System freeze after 5/10 minutes of graphics intensive games/programs. NOT heat related

parkurtommo

Honorable
Jul 26, 2013
46
0
10,530
For a few months now I've been having an issue with freezing/crashing during games and programs that are graphically intensive. Very reliably, my computer will completely freeze up after maybe 5-10 minutes, nothing works, only solution is to reset with the power button. There are no crash dump files. Sometimes, it will be a BSOD, but the BSOD also freezes, at 0%.

I've been monitoring my temps when it freezes, everything is absolutely fine there, gpu hovering around 60 at 100% use, CPU around 50.

The problem was not always there, I built this computer last December and it was working fine while playing The Witcher 3 for quite a while. Can't recall when the problem started exactly, because I've been too busy to play games this year.

Build:
Windows 10 Home 64-bit
Intel Core i5 6500 @ 3.20GHz
16GB RAM
Gigabyte Z170-Gaming K3 (U3E1)
NVIDIA GTX 970

Again, built in December last year, although I reused the gpu from my last build.

I've tried stuff like updating nvidia drivers, making the page file larger.
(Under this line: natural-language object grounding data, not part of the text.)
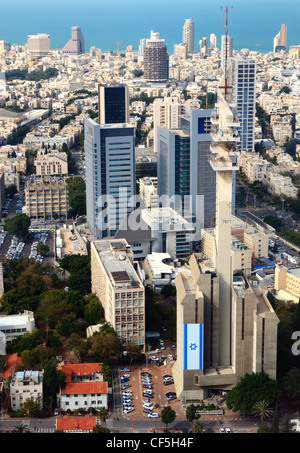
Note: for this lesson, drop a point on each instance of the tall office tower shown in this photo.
(280, 39)
(110, 175)
(75, 46)
(38, 45)
(225, 327)
(4, 46)
(180, 50)
(213, 39)
(188, 34)
(226, 54)
(141, 49)
(113, 104)
(244, 93)
(183, 167)
(156, 59)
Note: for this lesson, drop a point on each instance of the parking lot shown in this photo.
(147, 389)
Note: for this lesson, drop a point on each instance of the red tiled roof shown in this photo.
(12, 361)
(82, 369)
(78, 388)
(67, 423)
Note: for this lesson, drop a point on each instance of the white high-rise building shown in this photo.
(110, 175)
(38, 45)
(188, 34)
(213, 41)
(229, 53)
(243, 81)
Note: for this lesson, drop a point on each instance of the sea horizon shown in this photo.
(251, 23)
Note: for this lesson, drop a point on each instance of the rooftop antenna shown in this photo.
(226, 51)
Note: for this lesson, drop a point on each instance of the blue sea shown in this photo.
(252, 23)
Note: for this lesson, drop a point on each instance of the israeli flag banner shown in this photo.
(193, 347)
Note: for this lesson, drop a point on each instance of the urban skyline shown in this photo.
(208, 19)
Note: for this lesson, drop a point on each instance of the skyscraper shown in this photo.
(75, 46)
(226, 54)
(113, 104)
(156, 59)
(243, 81)
(110, 175)
(213, 41)
(225, 328)
(280, 39)
(188, 34)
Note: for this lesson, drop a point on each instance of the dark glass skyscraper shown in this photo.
(113, 104)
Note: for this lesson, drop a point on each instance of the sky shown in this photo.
(104, 23)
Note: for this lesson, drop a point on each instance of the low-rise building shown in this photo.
(46, 197)
(26, 385)
(84, 387)
(119, 289)
(51, 164)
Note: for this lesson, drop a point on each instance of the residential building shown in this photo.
(226, 51)
(244, 96)
(279, 42)
(54, 163)
(110, 175)
(38, 45)
(287, 283)
(188, 34)
(84, 387)
(113, 104)
(13, 326)
(148, 191)
(46, 197)
(156, 59)
(26, 386)
(119, 289)
(75, 46)
(225, 328)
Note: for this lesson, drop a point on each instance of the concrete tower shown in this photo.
(156, 59)
(76, 44)
(188, 34)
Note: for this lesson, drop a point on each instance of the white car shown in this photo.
(127, 411)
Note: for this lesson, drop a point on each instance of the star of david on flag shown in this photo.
(193, 347)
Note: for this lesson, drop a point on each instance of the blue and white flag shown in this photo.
(193, 347)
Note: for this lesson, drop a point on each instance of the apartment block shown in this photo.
(51, 164)
(119, 289)
(46, 197)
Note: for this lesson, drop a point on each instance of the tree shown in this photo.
(18, 225)
(168, 415)
(263, 410)
(103, 414)
(250, 389)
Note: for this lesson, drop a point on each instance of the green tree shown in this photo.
(263, 410)
(250, 389)
(18, 225)
(42, 249)
(168, 415)
(191, 413)
(197, 427)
Any ideas?

Thanks.
 
Solution
That's not great. I mean at least you know it's likely your gpu (or your PSU starving your gpu which could have the same effect) but you know to focus on this and not your cpu. Since it's not the temps, and you're not overclocking, I'm inclined to think there's something wrong with the card itself. Do you have a possibility of rma-ing it? Contact nvidia (or whoever is the card's maker, if it's a third party), and explain your issues and your test results and ask if there's anything you can do to address the problem, short of rma, and if not, then rma if you can.
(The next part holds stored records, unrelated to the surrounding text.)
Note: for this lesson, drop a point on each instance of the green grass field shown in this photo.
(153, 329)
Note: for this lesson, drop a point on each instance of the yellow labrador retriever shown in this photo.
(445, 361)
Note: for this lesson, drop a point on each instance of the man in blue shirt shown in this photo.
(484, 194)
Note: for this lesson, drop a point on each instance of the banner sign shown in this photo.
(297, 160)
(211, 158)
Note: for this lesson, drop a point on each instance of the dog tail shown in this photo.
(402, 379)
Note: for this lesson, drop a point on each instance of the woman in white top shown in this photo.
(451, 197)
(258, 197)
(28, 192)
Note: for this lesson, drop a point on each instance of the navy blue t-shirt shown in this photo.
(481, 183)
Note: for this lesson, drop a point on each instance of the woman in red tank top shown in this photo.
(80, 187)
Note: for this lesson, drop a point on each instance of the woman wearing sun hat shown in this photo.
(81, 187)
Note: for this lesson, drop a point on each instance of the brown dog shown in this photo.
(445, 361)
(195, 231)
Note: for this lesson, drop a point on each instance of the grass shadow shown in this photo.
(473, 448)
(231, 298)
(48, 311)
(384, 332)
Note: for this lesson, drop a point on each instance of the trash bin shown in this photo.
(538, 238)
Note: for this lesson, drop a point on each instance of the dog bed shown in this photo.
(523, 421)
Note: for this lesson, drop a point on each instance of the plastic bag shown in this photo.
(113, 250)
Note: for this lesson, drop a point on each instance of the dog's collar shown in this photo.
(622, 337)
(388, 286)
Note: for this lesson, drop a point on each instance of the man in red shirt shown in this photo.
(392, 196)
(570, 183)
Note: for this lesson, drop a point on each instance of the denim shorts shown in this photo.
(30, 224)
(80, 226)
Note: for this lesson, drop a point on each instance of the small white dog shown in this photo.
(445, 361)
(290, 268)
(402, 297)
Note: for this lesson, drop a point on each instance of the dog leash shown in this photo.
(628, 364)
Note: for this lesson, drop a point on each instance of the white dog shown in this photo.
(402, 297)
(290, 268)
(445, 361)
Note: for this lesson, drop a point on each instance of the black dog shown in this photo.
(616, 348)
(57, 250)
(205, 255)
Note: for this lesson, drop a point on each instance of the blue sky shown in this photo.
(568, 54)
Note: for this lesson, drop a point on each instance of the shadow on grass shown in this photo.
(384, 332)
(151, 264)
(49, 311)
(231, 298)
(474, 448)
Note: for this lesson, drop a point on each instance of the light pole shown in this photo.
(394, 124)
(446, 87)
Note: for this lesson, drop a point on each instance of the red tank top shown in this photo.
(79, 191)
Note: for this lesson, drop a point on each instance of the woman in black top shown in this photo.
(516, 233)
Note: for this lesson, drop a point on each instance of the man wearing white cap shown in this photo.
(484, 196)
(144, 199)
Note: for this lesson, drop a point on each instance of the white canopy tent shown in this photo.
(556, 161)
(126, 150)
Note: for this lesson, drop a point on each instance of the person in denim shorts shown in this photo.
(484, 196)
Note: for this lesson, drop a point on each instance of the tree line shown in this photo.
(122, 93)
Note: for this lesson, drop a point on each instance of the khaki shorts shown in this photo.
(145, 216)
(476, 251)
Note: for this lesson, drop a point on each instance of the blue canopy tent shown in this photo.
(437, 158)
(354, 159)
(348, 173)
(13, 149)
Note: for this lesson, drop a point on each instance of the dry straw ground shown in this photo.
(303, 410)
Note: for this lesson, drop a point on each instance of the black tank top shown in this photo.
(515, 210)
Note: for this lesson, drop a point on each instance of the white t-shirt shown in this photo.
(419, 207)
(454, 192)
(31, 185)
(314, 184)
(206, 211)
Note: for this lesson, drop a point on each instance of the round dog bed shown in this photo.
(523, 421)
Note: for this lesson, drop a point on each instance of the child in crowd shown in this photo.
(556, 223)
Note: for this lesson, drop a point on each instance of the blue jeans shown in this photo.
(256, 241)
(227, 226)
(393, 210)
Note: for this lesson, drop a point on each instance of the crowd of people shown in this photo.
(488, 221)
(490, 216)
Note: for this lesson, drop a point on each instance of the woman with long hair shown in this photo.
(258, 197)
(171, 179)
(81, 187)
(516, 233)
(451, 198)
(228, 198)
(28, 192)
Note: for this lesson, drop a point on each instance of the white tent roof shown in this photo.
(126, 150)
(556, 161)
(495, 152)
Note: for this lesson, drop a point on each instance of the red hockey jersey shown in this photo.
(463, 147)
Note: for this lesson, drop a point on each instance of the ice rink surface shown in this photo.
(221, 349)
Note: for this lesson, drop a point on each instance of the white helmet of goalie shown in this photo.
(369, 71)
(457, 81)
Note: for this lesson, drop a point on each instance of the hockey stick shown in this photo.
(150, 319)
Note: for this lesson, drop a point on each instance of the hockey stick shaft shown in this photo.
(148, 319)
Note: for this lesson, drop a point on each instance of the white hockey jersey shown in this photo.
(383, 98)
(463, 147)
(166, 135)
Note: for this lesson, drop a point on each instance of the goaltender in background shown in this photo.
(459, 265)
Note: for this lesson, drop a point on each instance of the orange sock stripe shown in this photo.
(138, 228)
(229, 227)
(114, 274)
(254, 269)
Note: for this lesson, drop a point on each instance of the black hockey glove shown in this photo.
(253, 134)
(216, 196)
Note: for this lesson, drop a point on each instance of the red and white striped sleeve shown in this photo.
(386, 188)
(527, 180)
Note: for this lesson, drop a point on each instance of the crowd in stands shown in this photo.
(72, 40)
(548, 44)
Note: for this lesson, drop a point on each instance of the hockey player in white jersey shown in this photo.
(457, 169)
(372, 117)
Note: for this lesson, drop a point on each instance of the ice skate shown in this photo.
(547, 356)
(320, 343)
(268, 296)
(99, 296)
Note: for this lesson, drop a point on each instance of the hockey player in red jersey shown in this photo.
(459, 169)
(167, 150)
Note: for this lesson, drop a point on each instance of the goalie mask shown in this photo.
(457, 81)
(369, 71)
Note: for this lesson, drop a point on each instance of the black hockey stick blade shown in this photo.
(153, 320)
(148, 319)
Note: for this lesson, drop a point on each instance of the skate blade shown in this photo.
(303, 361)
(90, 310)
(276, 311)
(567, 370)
As I said in my post, my temperatures never get anywhere close to overheating.
 


I checked around the time of my last freeze and there is nothing besides the basic critical error "The previous system shutdown at (time) on (date) was unexpected."
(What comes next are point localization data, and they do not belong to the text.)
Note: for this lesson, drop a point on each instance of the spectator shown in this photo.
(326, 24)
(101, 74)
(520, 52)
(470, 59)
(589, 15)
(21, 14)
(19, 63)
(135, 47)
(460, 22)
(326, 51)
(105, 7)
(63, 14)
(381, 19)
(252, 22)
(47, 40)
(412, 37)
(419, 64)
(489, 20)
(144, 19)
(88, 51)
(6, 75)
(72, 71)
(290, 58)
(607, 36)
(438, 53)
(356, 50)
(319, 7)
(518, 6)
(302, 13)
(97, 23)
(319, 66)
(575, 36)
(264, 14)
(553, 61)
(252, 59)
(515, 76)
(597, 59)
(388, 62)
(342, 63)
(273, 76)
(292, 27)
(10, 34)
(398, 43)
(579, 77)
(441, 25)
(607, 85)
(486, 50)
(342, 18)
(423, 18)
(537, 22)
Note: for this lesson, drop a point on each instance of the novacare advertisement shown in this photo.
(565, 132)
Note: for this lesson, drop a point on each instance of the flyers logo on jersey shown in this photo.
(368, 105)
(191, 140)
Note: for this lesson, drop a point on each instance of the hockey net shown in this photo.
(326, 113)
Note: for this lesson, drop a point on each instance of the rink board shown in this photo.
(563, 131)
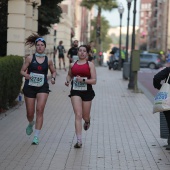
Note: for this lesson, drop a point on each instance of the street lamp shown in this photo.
(121, 10)
(131, 76)
(127, 35)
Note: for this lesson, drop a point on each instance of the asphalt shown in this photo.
(124, 133)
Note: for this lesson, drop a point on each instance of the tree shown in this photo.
(105, 5)
(3, 23)
(48, 13)
(105, 39)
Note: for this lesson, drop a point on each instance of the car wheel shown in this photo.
(152, 66)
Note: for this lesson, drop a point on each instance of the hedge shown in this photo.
(10, 79)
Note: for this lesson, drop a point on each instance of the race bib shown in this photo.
(36, 80)
(82, 86)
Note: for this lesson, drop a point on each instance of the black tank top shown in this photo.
(36, 67)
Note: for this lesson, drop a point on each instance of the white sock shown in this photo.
(37, 132)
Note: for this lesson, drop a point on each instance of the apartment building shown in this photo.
(145, 15)
(23, 21)
(158, 27)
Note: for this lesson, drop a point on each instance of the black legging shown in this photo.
(167, 116)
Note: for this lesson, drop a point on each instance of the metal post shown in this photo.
(131, 80)
(127, 35)
(120, 37)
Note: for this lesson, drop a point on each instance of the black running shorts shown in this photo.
(31, 92)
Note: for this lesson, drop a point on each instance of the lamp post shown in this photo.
(131, 77)
(121, 10)
(127, 35)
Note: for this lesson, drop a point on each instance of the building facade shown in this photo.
(158, 28)
(23, 21)
(145, 16)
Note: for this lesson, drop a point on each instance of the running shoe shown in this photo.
(35, 141)
(86, 125)
(29, 128)
(78, 145)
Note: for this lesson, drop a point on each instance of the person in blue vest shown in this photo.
(61, 50)
(36, 87)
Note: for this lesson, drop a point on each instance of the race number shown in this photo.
(82, 86)
(36, 80)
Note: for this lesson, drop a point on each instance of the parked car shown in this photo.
(151, 60)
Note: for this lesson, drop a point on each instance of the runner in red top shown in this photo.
(82, 75)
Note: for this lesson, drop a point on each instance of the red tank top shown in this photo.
(81, 70)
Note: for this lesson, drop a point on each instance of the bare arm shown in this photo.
(25, 66)
(52, 70)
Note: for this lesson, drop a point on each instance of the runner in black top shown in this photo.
(36, 88)
(73, 51)
(61, 51)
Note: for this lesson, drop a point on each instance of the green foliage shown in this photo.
(10, 79)
(3, 24)
(48, 13)
(105, 39)
(115, 39)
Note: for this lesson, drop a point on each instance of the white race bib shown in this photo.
(82, 86)
(36, 80)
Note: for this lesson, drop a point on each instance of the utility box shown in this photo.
(136, 60)
(164, 131)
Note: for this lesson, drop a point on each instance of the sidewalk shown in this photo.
(124, 134)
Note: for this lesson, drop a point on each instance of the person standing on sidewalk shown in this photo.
(163, 75)
(61, 51)
(36, 87)
(82, 75)
(72, 52)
Also like I said there is no crash dump info, so my impression is that the computer is freezing from some hardware issue.
 


haha mb. maybe its getting overloaded? the gpu.
try underclocking the gpu first pretty low
then higher it if the pretty low fixed it and then higher until it starts doing it again.
 

Tried underlocking it by 300mhz and froze all the same.
 
I'd think ram and you haven't mentioned if you were overclocking that but if that was the case, it would have been happening right from the start. The fact it's taken a bit of time suggests a failing component but if the temperatures are ok, that's hard to imagine too (though it happens, they do have a limited lifetime, even with care). With no errors of any kind it's hard to say what's going on. The only thing left to do is to swap in different parts (gpu, ram, cpu), from another computer to test, until it stops happening and you see which component it was.
 


Well, I just opened up my case, cleaned it out a bit with compressed air and made sure everything was properly connected, and I swapped the RAM modules places. Tested Shadow of Mordor --which was consistently causing my PC to freeze after about 7 min- and so far so good. I will update if it freezes again at some point. But if I broke the pattern by reseating the RAM modules then maybe that was the issue after all, I guess maybe I didn't have them properly seated, we shall see. Thanks for the help!
 
The freezing returned! 🙁 I managed to play about 1 hour of The Witcher 3 before it froze again, then when I tried again it froze after about 3 minutes. This kind of inconsistency really makes me think of overheating, but there's no way, unless somehow the PSU is overheating?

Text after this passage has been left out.